= El Destino Plantation =

El Destino Plantation was a large forced-labor farm of 7638 acre located in western Jefferson County and eastern Leon County, Florida, United States established by John Nuttall in 1828. It was worked by enslaved African Americans (prior to the end of the American Civil War).

==Location==
El Destino was located in western Jefferson County near present-day Waukeenah. It extended into Leon County, Florida by 6 mi and 3 mi south of the W.G. Ponder Plantation.

== Plantation history ==
The land to become El Destino was purchased from the U.S. government in 1828. In 1832 William B. Nuttall bought El Destino from his father’s estate for $17,000 (~$ in ). Nutall died leaving the property to his widow, Mary Savage Nuttall. Mary Nuttall would inherit enslaved people from her uncle, William Savage. In order to effectively exploit the labour of these enslaved people, Hector Braden, a friend of William’s, sold Mary Chemonie Plantation 6 mi north of El Destino. On May 18, 1840 George Noble Jones married Mary Savage Nuttall and purchased El Destino.

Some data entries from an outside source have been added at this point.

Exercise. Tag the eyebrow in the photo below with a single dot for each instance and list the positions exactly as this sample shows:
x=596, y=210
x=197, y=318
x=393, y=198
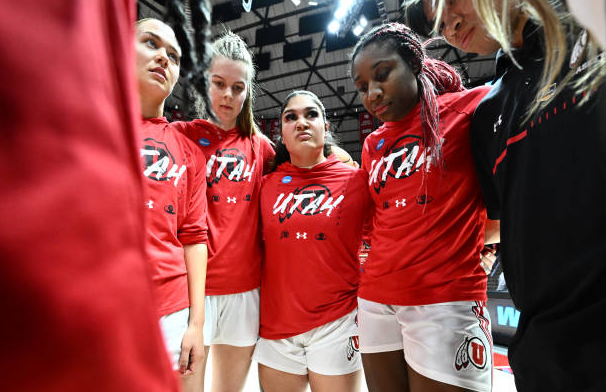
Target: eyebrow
x=164, y=41
x=375, y=65
x=307, y=108
x=222, y=78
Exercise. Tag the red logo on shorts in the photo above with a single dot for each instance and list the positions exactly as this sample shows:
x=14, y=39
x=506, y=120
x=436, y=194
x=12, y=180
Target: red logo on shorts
x=353, y=347
x=473, y=351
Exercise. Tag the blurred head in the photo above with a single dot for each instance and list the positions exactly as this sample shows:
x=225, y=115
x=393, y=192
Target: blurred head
x=304, y=128
x=461, y=26
x=231, y=83
x=157, y=58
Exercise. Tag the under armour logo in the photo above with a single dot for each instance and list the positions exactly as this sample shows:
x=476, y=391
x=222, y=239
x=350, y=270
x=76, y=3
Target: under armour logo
x=499, y=122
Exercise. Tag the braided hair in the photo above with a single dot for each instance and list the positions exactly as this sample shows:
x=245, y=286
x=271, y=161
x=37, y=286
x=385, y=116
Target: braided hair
x=190, y=20
x=434, y=78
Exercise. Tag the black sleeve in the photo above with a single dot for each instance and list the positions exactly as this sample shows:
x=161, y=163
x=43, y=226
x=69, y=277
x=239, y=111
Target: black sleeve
x=481, y=150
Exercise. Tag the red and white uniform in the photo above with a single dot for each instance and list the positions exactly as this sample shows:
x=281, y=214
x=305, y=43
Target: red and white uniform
x=428, y=228
x=75, y=288
x=312, y=227
x=235, y=167
x=175, y=201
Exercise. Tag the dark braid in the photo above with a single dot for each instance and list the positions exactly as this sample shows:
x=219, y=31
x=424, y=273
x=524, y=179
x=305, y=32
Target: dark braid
x=190, y=20
x=435, y=77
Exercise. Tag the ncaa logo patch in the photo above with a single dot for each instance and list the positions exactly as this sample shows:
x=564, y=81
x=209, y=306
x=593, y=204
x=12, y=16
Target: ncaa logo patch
x=471, y=351
x=380, y=144
x=353, y=346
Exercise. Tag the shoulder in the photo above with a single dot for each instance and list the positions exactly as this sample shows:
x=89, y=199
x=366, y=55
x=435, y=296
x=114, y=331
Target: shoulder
x=463, y=102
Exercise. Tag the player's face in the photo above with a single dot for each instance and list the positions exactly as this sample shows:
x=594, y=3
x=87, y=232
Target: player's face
x=461, y=26
x=385, y=82
x=303, y=126
x=228, y=89
x=158, y=56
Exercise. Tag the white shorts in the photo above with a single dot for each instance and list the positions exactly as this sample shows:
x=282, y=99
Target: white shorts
x=331, y=349
x=173, y=328
x=232, y=319
x=447, y=342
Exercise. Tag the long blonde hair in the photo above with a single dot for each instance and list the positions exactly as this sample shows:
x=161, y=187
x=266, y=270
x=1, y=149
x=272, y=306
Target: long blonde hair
x=232, y=47
x=556, y=22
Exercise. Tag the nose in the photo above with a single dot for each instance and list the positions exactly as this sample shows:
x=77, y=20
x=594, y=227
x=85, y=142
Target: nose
x=162, y=57
x=301, y=123
x=227, y=92
x=451, y=24
x=375, y=92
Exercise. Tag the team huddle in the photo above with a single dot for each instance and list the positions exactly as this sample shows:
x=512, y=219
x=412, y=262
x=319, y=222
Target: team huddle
x=254, y=248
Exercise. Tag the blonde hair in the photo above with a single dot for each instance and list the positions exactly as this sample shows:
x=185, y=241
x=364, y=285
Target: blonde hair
x=232, y=47
x=556, y=23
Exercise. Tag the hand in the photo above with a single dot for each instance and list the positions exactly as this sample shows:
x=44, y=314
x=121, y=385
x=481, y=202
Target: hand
x=192, y=351
x=487, y=259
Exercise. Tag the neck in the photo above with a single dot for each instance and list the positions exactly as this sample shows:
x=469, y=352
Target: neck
x=517, y=38
x=223, y=126
x=307, y=161
x=151, y=109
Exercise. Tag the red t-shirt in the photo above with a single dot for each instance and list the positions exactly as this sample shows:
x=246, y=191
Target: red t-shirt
x=175, y=201
x=312, y=227
x=75, y=288
x=235, y=167
x=428, y=228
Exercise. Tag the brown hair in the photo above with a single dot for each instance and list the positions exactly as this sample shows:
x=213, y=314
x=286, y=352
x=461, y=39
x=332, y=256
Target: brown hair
x=232, y=47
x=556, y=23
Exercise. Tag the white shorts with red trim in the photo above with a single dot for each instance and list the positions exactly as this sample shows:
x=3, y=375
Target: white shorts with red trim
x=173, y=328
x=330, y=349
x=232, y=319
x=447, y=342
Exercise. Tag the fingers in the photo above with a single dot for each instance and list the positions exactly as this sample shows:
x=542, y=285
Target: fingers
x=185, y=367
x=487, y=259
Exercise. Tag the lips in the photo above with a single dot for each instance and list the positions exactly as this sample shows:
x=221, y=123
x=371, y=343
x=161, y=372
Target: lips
x=159, y=71
x=380, y=109
x=467, y=38
x=304, y=136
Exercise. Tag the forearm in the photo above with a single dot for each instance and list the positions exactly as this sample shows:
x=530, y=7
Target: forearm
x=492, y=232
x=195, y=262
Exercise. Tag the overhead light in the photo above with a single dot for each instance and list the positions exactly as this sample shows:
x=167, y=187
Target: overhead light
x=345, y=15
x=333, y=27
x=340, y=12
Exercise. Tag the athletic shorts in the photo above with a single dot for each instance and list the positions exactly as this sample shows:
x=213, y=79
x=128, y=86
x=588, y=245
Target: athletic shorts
x=331, y=349
x=173, y=328
x=448, y=342
x=232, y=319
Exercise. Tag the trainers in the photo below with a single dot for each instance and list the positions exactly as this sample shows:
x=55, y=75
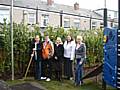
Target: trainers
x=48, y=79
x=43, y=78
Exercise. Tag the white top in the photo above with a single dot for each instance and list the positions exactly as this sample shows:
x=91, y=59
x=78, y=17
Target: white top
x=69, y=50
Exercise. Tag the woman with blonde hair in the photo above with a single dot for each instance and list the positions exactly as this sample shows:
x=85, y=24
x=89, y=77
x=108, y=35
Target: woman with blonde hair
x=58, y=56
x=69, y=52
x=80, y=55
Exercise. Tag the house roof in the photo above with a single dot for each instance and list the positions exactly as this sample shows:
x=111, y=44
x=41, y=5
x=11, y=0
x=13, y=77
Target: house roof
x=55, y=7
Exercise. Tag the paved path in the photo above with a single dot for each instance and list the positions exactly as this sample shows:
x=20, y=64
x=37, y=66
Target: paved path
x=28, y=86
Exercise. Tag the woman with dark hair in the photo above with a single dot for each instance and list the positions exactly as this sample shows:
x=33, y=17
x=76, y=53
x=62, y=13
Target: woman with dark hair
x=37, y=49
x=69, y=50
x=80, y=55
x=58, y=56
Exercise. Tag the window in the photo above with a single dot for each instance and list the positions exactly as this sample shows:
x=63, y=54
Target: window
x=45, y=20
x=31, y=18
x=94, y=25
x=66, y=22
x=4, y=14
x=77, y=23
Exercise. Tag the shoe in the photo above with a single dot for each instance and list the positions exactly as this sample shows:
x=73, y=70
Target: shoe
x=48, y=79
x=43, y=78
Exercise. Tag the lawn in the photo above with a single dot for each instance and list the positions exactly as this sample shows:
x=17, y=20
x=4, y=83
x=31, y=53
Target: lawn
x=65, y=85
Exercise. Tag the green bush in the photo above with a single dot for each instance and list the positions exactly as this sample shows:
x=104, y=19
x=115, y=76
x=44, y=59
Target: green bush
x=23, y=35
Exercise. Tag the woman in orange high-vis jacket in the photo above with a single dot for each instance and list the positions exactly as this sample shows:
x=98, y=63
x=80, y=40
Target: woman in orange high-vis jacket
x=47, y=54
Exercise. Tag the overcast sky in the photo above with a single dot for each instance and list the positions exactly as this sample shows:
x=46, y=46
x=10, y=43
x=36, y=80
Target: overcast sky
x=90, y=4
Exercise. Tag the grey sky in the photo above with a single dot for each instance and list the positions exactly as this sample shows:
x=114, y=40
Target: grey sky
x=90, y=4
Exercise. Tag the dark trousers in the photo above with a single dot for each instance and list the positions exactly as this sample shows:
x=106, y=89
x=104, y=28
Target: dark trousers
x=78, y=72
x=68, y=68
x=37, y=70
x=47, y=68
x=58, y=68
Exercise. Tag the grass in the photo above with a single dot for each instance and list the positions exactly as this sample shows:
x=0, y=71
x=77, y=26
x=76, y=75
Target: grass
x=65, y=85
x=68, y=85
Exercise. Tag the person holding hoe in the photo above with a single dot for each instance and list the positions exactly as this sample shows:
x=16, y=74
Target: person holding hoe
x=80, y=55
x=37, y=56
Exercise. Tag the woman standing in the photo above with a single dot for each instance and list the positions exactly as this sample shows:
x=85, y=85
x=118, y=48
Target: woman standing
x=47, y=55
x=69, y=50
x=58, y=56
x=80, y=54
x=37, y=49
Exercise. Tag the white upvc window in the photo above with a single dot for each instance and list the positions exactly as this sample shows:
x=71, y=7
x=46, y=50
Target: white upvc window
x=31, y=18
x=44, y=20
x=4, y=14
x=67, y=22
x=77, y=23
x=94, y=25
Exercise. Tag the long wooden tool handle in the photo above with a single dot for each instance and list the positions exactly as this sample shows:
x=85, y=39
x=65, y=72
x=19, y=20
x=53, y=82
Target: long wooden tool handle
x=28, y=66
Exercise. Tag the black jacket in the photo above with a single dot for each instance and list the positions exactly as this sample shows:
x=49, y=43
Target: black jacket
x=39, y=50
x=58, y=51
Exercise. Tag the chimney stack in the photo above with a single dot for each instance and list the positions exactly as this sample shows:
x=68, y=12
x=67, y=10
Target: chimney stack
x=76, y=6
x=50, y=2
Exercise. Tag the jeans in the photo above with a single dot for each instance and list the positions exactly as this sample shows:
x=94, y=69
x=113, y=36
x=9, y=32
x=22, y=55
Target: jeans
x=37, y=70
x=78, y=73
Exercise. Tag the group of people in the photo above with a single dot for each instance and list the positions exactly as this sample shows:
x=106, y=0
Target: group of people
x=48, y=54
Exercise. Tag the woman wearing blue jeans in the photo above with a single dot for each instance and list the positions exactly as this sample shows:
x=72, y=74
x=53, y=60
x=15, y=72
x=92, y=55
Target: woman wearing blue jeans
x=80, y=54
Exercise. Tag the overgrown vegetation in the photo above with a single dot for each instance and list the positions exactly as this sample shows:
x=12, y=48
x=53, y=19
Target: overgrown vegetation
x=23, y=36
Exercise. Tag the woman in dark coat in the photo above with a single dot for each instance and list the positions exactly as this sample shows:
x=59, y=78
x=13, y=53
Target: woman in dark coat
x=37, y=49
x=80, y=55
x=58, y=56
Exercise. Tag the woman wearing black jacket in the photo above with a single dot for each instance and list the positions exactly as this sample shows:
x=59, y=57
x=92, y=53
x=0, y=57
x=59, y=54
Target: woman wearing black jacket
x=58, y=56
x=37, y=49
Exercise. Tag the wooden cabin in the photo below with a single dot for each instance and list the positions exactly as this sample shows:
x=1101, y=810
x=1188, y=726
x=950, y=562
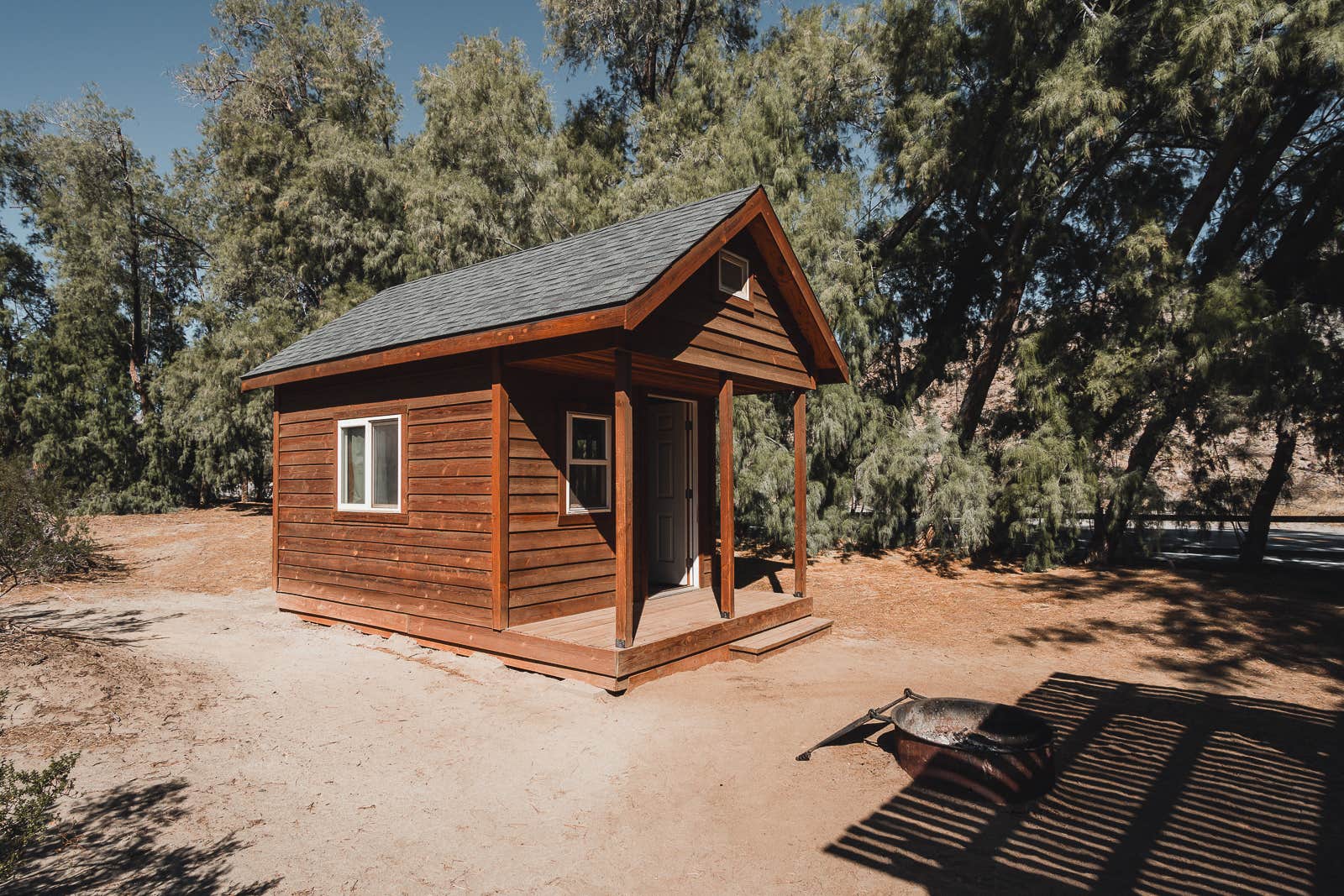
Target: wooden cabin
x=517, y=457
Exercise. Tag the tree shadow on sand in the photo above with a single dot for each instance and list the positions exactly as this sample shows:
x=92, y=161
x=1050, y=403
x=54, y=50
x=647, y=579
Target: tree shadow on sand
x=87, y=625
x=1209, y=627
x=1160, y=790
x=112, y=844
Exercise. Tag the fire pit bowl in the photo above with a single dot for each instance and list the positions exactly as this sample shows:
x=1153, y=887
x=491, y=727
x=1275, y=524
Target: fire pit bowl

The plantation house was a large home and was destroyed by fire in 1925.

===Owners===
- John Nuttall was a wealthy planter from Virginia and later North Carolina.
- William B. Nuttall, son of John Nuttall. William had a law office in Tallahassee and was a speculator in Florida lands and bank stocks. John died from a stroke on April 20, 1836.
- George Noble Jones married Mary Nuttall and purchased El Destino as well as Chemonie Plantation in Leon County. George was well-acquainted with plantation management having managed a plantation in Jefferson County owned by his mother and two aunts. Jones would inherit part of this plantation as well as considerable wharf and mercantile property in Savannah, Georgia, bank stock and other investments. Jones would become an absentee planter preferring to spend his winter months in Savannah and the summer months in Newport, Rhode Island, where he owned a mansion called Kingscote until the Civil War.

El Destino remained in the Jones family until 1919. It was then sold for $70,000 but kept its name. In 1937 it was purchased by Sheldon Whitehouse of New York.

In 1854 D.N. Moxley served as an overseer for the property when a complaint was lodged against him for mistreating the workers under his supervision.